Yusuf Al-Jamri, a Bahraini activist, had his iPhone hacked. This was believed to have happened before September 2019. However, it is not known whether Al-Jamris iPhone were hacked while in Bahrain, the UAE or before he was granted asylum in Britain in 2017.

Despite a long history filled with human rights violations, internetcensorship and oppression, the seven unnamed Bahrainis are still working in the country. Reporters Without Borders ranks Bahrain's human rights record third in the world behind China, North Korea, and Iran. The 2020 U.S. State Department report on Bahrain's human rights stated that there were many violations and abuses and that computer programs were used by the government to monitor political activists and those outside the country.

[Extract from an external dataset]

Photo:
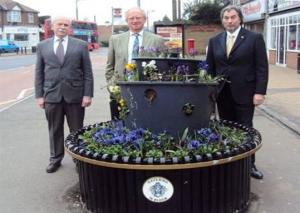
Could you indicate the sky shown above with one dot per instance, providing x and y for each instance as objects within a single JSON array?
[{"x": 100, "y": 9}]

NSO Group refused to answer any questions or say whether the Bahraini government was a client when NSO Group was reached. NSO Group sent a statement through Mercury, its external PR firm Mercury, claiming that it had not received Citizen Labs findings. NSO also stated that it would investigate the claims thoroughly and take appropriate action based on the findings.

NSO claimed recently that it had blocked access to Pegasus by five government customers because of human rights violations.

TechCrunch was informed by Zainab al-Nasheet, spokesperson for the Bahraini government. She stated that these claims were based on unfounded accusations and misguided conclusions. The government of Bahrain is committed in protecting the rights and freedoms of individuals.

Abd-Ali claimed that he was tortured and arrested in Bahrain. However, he said that he believed he would find safety in Britain. He also said that he still faces digital surveillance as well as physical attacks, just like many other victims of spyware.

The U.K. government failed to protect me while close allies Israel and Bahrain conspired against me and dozens other activists.

Send tips securely via Signal or WhatsApp to +1 646-755-8499. SecureDrop allows you to send files and documents.